38C3: Towards An Open WiFi MAC Stack On ESP32

At the 38th Chaos Communications Congress, [Frostie314159] and [Jasper Devreker] gave us a nice update on their project to write an open-source WiFi stack for the ESP32. If you’re interested in the ESP32 or WiFi in general, they’ve also got a nice deep dive into how that all works.

On the ESP32, there’s a radio, demodulator, and a media access controller (MAC) that takes care of the lowest-level, timing-critical bits of the WiFi protocol. The firmware that drives the MAC hardware is a licensed blob, and while the API or this blob is well documented — that’s how we all write software that uses WiFi after all — it’s limited in what it lets us do. If the MAC driver firmware were more flexible, we could do a lot more with the WiFi, from AirDrop clones to custom mesh modes.

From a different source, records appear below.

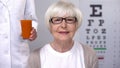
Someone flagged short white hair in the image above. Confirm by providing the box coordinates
[45,1,82,29]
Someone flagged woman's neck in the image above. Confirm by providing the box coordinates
[51,40,74,53]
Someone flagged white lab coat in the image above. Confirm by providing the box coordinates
[0,0,37,68]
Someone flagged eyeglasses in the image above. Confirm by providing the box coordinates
[49,17,77,24]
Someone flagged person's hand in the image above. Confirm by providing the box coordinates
[29,28,37,41]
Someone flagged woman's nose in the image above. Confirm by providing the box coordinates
[61,20,67,28]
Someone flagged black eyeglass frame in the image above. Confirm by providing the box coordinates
[49,17,77,24]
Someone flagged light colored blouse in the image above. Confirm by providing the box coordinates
[40,42,85,68]
[28,43,98,68]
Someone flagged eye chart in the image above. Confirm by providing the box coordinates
[72,0,120,68]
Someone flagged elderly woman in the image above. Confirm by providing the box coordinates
[29,1,98,68]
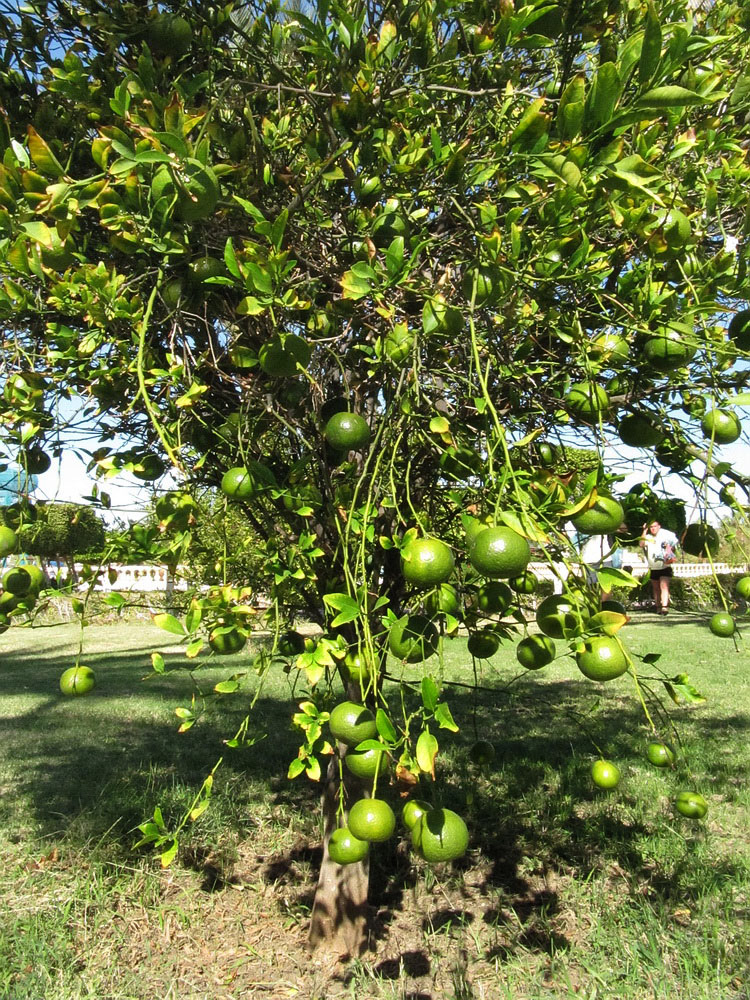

The talk starts with [Jasper] detailing how he reverse engineered a lot of Espressif’s MAC firmware. It involved Ghidra, a Faraday cage, and a lucky find of the function names in the blob. [Frostie] then got to work writing the MAC driver that he calls Ferris-on-Air. Right now, it’s limited to normal old station mode, but it’s definite proof that this line of work can bear fruit.

This is clearly work in progress — they’ve only been at this for about a year now — but we’ll be keeping our eyes on it. The promise of the ESP32, and its related family of chips, being useful as a more general purpose WiFi hacking tool is huge.

11 thoughts on “38C3: Towards An Open WiFi MAC Stack On ESP32

        1. Hi, while the MAC stack I work one is written in Rust, we also have a driver written in C, which we’ll expand in the future, that allows raw TX and RX and can be used for implementing protocols as well.

  1. The promise of the ESP32, and its related family of chips, being useful as a more general purpose WiFi hacking tool is huge.

    I’d settle for being able to use all legal ESSIDs and passwords. I don’t remember which one was the problem, but I ended up having to create a whole separate ESS so that devices running Espressif’s crappy stack could get onto my network.